ECLI:NL:RBAMS:2017:10309

Rechtbank Amsterdam

Datum uitspraak
6 november 2017
Publicatiedatum
9 februari 2018
Zaaknummer
AWB - 17 _ 4286
Instantie
Rechtbank Amsterdam
Type
Uitspraak
Rechtsgebied
Bestuursrecht
Procedures
  • Eerste aanleg - enkelvoudig
Vindplaatsen
  • Rechtspraak.nl
AI samenvatting door LexboostAutomatisch gegenereerd

Niet-ontvankelijkheid van beroep tegen niet tijdig beslissen op aanvraag exploitatievergunning vaartuig

In deze zaak heeft de Rechtbank Amsterdam op 6 november 2017 uitspraak gedaan in een geschil tussen een eiser en het college van burgemeester en wethouders van de gemeente Amsterdam. De eiser had op 10 april 2017 een aanvraag ingediend voor een exploitatievergunning voor zijn vaartuig. Op 30 juni 2017, tien dagen voor het verstrijken van de beslistermijn, heeft de eiser het college in gebreke gesteld. De rechtbank oordeelt dat deze ingebrekestelling prematuur was, omdat deze al voor het verstrijken van de beslistermijn was gedaan. De rechtbank verwijst naar vaste rechtspraak van de Afdeling bestuursrechtspraak van de Raad van State, waarin is vastgesteld dat een premature ingebrekestelling niet als zodanig kan worden aangemerkt.

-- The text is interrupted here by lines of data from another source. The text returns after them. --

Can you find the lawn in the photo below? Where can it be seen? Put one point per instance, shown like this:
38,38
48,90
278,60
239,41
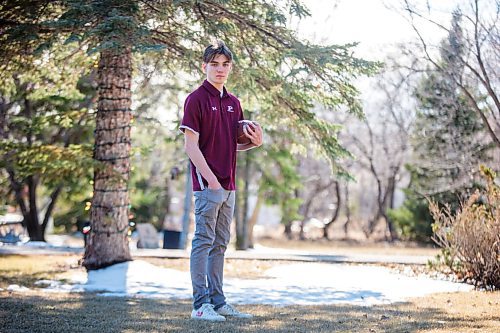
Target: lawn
38,311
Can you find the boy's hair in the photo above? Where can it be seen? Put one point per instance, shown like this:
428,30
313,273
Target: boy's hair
216,48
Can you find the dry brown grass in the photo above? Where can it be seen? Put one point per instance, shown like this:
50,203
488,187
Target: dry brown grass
350,247
41,312
38,311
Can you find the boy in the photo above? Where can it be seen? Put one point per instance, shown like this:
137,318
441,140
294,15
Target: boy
210,124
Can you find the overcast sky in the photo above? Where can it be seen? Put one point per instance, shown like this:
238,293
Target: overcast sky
369,22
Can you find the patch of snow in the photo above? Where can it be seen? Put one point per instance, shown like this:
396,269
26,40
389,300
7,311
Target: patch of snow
301,283
17,288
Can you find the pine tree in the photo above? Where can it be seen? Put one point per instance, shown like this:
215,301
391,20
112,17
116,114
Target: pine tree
448,139
286,74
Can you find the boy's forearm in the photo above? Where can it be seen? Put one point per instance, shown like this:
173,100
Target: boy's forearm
199,161
247,146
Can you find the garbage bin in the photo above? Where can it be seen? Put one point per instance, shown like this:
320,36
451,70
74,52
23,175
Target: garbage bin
171,239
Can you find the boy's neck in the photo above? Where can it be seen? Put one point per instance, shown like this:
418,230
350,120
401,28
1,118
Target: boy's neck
218,86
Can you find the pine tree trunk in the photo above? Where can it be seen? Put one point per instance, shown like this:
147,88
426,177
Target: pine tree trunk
108,241
253,220
33,224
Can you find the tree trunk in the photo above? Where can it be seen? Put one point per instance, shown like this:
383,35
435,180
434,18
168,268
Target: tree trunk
253,220
108,240
347,212
335,213
33,225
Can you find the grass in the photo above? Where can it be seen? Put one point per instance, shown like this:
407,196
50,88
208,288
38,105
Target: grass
336,247
39,311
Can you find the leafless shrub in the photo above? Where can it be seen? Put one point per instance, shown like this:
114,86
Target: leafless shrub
470,238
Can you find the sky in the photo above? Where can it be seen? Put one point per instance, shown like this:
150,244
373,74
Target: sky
372,23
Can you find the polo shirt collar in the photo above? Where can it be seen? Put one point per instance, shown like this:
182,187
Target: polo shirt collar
214,91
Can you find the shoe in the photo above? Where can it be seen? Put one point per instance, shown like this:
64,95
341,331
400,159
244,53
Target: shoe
206,312
228,310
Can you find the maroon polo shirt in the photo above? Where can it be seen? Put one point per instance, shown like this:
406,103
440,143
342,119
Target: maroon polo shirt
215,118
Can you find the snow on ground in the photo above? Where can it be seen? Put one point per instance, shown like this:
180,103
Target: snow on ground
300,283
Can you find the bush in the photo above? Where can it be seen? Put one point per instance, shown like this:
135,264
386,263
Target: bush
471,238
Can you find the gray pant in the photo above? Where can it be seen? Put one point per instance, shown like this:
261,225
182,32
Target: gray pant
213,214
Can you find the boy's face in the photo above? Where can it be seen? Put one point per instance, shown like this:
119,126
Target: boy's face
218,69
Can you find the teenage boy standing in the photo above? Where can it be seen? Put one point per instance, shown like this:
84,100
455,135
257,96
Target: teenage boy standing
210,123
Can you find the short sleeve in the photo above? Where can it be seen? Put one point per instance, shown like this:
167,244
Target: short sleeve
192,116
241,116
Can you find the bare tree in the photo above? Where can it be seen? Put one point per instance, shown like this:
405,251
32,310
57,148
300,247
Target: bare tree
480,79
381,142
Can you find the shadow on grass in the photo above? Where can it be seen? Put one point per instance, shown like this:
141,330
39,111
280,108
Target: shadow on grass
48,312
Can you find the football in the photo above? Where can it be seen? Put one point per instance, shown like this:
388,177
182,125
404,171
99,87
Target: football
242,138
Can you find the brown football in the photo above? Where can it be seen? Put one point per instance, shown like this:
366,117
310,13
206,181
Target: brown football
242,138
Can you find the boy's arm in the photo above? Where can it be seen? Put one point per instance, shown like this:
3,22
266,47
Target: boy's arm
193,151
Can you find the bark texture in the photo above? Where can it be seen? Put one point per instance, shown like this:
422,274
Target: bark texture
108,240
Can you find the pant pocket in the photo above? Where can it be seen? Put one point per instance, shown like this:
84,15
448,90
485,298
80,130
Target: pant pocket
215,196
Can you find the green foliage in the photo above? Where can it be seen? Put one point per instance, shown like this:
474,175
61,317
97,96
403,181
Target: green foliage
413,218
47,130
278,77
283,75
448,143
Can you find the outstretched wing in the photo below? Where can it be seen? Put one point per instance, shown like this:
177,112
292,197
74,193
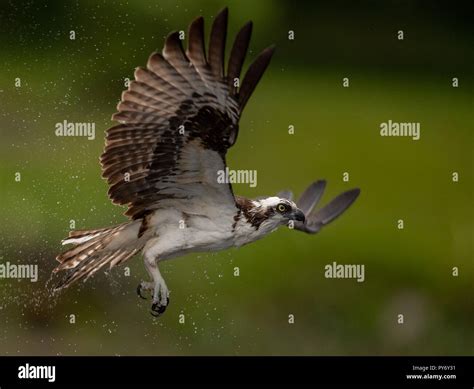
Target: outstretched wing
178,118
318,218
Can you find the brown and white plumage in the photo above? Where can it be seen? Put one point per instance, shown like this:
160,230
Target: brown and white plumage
177,120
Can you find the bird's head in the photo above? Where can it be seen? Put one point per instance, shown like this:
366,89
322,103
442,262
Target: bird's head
281,211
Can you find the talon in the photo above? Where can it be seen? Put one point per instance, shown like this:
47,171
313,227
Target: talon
139,292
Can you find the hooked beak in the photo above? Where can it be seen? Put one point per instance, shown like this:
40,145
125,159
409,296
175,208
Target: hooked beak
298,215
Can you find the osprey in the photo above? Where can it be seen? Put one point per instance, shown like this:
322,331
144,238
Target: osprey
177,120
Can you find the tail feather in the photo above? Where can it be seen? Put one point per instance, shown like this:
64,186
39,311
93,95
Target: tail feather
96,248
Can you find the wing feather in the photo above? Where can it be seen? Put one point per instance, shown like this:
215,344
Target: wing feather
177,120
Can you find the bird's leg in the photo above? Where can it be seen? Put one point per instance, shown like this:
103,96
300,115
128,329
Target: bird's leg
160,290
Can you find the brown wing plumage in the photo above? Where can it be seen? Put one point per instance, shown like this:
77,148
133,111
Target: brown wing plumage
177,120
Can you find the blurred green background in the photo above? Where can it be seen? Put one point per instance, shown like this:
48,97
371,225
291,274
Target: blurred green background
336,130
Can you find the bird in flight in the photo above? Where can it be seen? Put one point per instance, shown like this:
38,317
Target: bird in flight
177,120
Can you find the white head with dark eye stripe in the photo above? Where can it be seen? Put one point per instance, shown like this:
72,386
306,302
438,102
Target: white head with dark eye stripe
280,211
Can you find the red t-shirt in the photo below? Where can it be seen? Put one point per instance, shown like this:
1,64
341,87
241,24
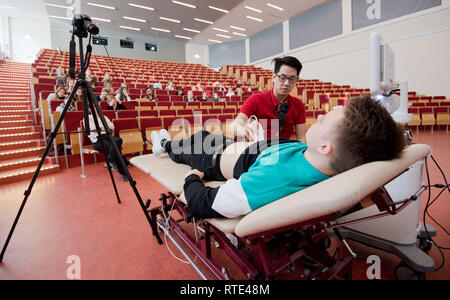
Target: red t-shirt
264,107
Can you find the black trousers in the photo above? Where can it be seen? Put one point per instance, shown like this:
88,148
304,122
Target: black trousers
201,151
112,157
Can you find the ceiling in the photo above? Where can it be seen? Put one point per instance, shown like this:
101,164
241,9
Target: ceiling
206,34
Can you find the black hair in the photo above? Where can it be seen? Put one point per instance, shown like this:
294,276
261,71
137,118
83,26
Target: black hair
288,61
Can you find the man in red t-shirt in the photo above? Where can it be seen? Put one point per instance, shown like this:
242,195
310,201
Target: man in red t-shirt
273,106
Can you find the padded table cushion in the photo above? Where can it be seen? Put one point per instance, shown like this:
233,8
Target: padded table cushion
337,193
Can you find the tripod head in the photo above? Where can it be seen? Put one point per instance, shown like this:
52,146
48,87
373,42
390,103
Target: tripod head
83,25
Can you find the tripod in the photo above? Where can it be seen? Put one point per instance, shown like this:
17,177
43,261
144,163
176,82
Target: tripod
89,102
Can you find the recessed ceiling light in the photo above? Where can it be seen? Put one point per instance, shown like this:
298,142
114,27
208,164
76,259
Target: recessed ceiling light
134,19
184,4
255,19
102,6
8,7
170,20
240,34
191,30
224,36
101,20
160,29
183,37
238,28
218,29
254,9
59,6
219,9
58,17
204,21
141,6
274,6
130,28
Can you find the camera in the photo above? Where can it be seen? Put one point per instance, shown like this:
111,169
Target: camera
83,25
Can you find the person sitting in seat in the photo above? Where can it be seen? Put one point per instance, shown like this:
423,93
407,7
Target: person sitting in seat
112,158
60,94
103,96
122,94
149,95
190,97
262,172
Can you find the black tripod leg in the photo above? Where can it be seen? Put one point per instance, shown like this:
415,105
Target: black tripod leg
38,169
96,107
89,97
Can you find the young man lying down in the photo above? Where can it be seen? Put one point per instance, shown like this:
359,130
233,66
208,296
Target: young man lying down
262,172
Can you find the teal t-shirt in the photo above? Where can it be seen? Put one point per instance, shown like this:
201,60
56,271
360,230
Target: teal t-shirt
279,171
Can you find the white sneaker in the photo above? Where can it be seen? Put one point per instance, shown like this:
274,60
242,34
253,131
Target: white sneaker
156,142
165,135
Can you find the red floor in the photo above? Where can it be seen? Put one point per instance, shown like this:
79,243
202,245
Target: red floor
67,215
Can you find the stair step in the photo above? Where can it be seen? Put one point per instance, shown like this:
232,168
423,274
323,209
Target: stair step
6,138
21,144
25,162
20,153
18,123
20,129
26,173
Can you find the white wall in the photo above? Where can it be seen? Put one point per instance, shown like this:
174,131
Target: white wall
29,19
197,54
421,42
168,50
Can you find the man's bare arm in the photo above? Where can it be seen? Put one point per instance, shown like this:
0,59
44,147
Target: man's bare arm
300,131
238,127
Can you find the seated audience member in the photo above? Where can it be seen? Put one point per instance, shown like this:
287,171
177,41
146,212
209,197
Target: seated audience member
91,78
73,104
199,87
108,86
220,88
190,97
149,95
204,97
170,86
60,75
112,158
230,93
103,96
79,95
107,78
157,86
350,136
115,105
122,94
216,98
239,92
70,84
60,94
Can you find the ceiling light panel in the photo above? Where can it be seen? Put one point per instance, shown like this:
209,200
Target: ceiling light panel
101,6
219,9
135,19
274,6
184,4
141,6
253,9
203,21
170,20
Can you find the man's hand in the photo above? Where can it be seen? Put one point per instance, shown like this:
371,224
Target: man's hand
194,172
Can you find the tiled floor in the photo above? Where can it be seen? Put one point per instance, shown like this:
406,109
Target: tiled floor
67,215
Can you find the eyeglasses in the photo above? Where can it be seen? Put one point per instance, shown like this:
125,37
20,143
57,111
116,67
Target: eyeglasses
283,78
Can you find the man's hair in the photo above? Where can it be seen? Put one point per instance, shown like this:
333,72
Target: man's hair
368,133
288,61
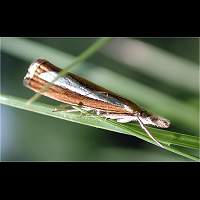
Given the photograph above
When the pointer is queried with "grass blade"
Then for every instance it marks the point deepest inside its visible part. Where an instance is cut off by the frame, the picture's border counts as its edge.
(166, 137)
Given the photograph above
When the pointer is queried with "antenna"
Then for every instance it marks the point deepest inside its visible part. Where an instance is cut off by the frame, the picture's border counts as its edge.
(148, 133)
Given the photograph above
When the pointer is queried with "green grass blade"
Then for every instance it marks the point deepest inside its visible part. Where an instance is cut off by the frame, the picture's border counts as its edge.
(175, 110)
(167, 137)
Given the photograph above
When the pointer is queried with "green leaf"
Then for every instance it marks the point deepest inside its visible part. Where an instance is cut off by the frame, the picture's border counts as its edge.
(170, 139)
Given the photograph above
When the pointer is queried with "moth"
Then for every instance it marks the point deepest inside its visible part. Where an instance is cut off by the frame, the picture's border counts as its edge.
(77, 91)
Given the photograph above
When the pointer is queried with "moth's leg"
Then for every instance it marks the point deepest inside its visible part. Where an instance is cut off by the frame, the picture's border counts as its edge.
(64, 107)
(121, 118)
(101, 92)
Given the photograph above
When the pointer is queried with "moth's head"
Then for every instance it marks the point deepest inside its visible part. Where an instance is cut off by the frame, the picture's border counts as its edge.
(33, 68)
(149, 118)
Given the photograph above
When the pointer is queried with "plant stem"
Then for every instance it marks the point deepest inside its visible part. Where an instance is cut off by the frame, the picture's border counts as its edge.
(78, 60)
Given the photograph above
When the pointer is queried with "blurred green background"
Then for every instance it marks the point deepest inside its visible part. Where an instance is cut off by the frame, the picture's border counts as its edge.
(161, 74)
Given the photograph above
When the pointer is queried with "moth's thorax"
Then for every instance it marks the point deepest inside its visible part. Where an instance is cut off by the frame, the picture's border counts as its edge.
(73, 89)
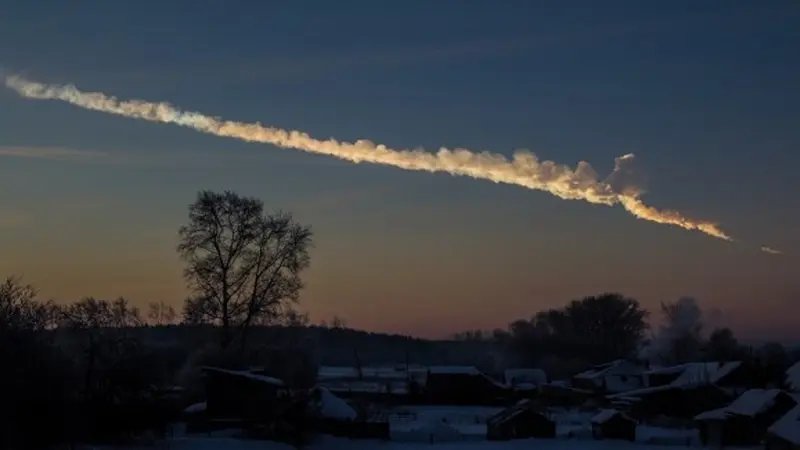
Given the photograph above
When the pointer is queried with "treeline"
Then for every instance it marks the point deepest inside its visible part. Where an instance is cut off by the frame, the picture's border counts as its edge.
(599, 329)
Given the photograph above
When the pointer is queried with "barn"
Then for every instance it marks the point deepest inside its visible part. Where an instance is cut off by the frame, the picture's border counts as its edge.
(613, 424)
(746, 420)
(784, 434)
(463, 385)
(242, 395)
(520, 421)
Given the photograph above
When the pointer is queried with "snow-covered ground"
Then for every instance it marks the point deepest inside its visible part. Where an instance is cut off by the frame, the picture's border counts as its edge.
(330, 443)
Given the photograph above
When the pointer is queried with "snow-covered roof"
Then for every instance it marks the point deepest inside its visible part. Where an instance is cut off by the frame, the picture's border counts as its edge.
(603, 369)
(331, 406)
(454, 370)
(750, 404)
(246, 374)
(606, 414)
(525, 376)
(788, 426)
(793, 377)
(388, 372)
(714, 414)
(691, 375)
(196, 408)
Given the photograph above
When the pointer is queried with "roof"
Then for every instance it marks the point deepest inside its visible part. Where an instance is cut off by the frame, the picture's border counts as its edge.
(603, 369)
(245, 374)
(788, 426)
(606, 414)
(692, 375)
(454, 370)
(793, 377)
(525, 376)
(749, 404)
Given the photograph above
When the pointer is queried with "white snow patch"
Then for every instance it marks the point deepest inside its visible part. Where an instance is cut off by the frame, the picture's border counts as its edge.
(788, 426)
(793, 377)
(604, 415)
(196, 408)
(751, 403)
(331, 406)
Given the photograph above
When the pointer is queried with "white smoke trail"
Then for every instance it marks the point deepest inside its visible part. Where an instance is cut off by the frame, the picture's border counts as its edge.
(524, 169)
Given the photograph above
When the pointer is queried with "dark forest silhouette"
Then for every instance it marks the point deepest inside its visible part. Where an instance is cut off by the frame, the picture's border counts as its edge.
(101, 371)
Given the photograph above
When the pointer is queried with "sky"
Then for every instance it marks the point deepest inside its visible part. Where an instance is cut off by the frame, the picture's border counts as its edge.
(706, 94)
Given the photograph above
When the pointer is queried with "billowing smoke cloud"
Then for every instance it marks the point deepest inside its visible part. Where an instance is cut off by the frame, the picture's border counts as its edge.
(523, 169)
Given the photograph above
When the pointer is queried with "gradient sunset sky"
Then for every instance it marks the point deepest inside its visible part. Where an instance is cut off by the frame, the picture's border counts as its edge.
(705, 93)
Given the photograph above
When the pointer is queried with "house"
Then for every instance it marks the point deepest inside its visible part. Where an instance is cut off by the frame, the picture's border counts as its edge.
(613, 424)
(524, 379)
(462, 385)
(520, 421)
(746, 420)
(560, 393)
(784, 434)
(233, 394)
(685, 391)
(792, 380)
(614, 377)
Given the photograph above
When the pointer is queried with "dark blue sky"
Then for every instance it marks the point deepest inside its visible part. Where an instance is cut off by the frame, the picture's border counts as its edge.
(707, 94)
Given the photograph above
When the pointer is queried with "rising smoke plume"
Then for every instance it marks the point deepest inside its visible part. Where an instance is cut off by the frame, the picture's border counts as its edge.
(523, 169)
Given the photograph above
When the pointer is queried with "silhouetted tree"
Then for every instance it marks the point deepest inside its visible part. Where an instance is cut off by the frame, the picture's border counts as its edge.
(593, 329)
(723, 346)
(679, 339)
(161, 313)
(35, 378)
(243, 265)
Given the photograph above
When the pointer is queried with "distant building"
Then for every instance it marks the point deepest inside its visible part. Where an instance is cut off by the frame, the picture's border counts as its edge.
(687, 390)
(613, 424)
(524, 379)
(520, 421)
(784, 434)
(614, 377)
(242, 395)
(746, 420)
(462, 385)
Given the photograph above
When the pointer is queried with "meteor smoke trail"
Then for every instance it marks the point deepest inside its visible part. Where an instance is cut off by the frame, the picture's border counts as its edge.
(524, 169)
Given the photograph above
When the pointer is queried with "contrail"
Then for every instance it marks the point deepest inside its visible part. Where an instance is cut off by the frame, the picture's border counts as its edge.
(523, 169)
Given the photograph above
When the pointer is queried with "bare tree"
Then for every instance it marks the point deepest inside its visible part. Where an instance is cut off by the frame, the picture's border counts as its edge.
(161, 313)
(243, 266)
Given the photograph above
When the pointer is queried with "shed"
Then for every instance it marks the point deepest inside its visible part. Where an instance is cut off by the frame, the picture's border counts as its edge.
(613, 424)
(614, 377)
(520, 421)
(232, 394)
(784, 434)
(746, 420)
(462, 385)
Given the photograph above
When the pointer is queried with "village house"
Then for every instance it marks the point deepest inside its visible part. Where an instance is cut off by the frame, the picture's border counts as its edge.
(613, 424)
(784, 434)
(614, 377)
(242, 395)
(463, 385)
(524, 379)
(792, 380)
(746, 420)
(685, 391)
(520, 421)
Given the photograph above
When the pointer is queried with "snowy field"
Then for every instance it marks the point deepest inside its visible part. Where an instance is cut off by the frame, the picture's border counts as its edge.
(330, 443)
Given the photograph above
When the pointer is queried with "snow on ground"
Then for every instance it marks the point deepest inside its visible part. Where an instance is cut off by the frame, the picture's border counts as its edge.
(331, 443)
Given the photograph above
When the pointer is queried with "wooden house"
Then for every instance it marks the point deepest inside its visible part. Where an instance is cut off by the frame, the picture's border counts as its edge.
(520, 421)
(614, 377)
(683, 391)
(784, 434)
(746, 420)
(613, 424)
(242, 395)
(463, 385)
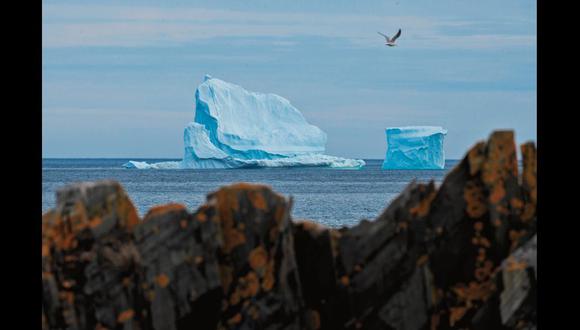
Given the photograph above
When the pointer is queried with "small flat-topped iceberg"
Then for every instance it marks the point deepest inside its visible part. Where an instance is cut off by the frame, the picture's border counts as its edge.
(235, 128)
(415, 148)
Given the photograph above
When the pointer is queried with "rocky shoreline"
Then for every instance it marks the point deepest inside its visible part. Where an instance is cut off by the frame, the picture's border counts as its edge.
(459, 256)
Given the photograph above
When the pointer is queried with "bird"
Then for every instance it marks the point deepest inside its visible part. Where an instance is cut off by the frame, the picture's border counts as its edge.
(391, 41)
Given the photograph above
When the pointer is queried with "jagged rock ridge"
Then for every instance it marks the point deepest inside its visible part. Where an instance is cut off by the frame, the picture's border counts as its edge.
(461, 256)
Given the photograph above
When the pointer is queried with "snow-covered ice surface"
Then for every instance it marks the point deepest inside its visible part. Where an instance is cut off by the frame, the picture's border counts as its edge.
(235, 128)
(415, 147)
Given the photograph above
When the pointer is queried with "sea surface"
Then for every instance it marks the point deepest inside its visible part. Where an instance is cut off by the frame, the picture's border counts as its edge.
(331, 197)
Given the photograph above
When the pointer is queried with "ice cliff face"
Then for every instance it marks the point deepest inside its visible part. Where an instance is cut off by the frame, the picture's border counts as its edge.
(415, 147)
(235, 128)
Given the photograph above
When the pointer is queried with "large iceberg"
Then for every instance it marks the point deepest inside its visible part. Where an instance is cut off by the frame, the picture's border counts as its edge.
(415, 147)
(235, 128)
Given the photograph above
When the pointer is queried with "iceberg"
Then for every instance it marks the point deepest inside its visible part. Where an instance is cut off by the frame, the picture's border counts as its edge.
(415, 147)
(236, 128)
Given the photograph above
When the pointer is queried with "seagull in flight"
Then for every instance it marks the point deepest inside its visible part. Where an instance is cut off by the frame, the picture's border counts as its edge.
(391, 41)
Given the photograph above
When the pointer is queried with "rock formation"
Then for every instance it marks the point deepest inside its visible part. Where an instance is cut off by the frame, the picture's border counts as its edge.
(459, 256)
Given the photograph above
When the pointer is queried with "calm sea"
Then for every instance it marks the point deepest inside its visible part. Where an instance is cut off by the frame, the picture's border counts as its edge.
(329, 196)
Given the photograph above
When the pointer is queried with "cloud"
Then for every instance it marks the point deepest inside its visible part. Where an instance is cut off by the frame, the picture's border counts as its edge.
(145, 26)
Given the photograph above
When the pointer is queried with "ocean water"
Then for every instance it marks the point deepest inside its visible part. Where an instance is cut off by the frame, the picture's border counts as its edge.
(331, 197)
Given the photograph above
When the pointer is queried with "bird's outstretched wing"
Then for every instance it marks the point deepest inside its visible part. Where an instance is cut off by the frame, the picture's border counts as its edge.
(387, 38)
(396, 36)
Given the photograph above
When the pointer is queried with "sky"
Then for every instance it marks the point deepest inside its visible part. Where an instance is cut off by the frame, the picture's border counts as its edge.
(119, 77)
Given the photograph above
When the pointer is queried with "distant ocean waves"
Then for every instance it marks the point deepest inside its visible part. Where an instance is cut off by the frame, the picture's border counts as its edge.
(333, 197)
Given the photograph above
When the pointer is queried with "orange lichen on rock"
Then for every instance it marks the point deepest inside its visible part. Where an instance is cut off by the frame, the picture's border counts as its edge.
(497, 193)
(257, 199)
(258, 258)
(249, 285)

De rechtbank overweegt verder dat het college van burgemeester en wethouders een besluitmoratorium had ingesteld, maar dat dit niet betekent dat de eiser ervan uit mocht gaan dat er geen besluit meer zou worden genomen. De beslistermijn liep nog en het college had de bevoegdheid om een besluit te nemen. Aangezien de ingebrekestelling niet geldig was, verklaart de rechtbank het beroep van de eiser niet-ontvankelijk. De rechtbank wijst erop dat er geen aanleiding is voor een proceskostenveroordeling of vergoeding van het griffierecht.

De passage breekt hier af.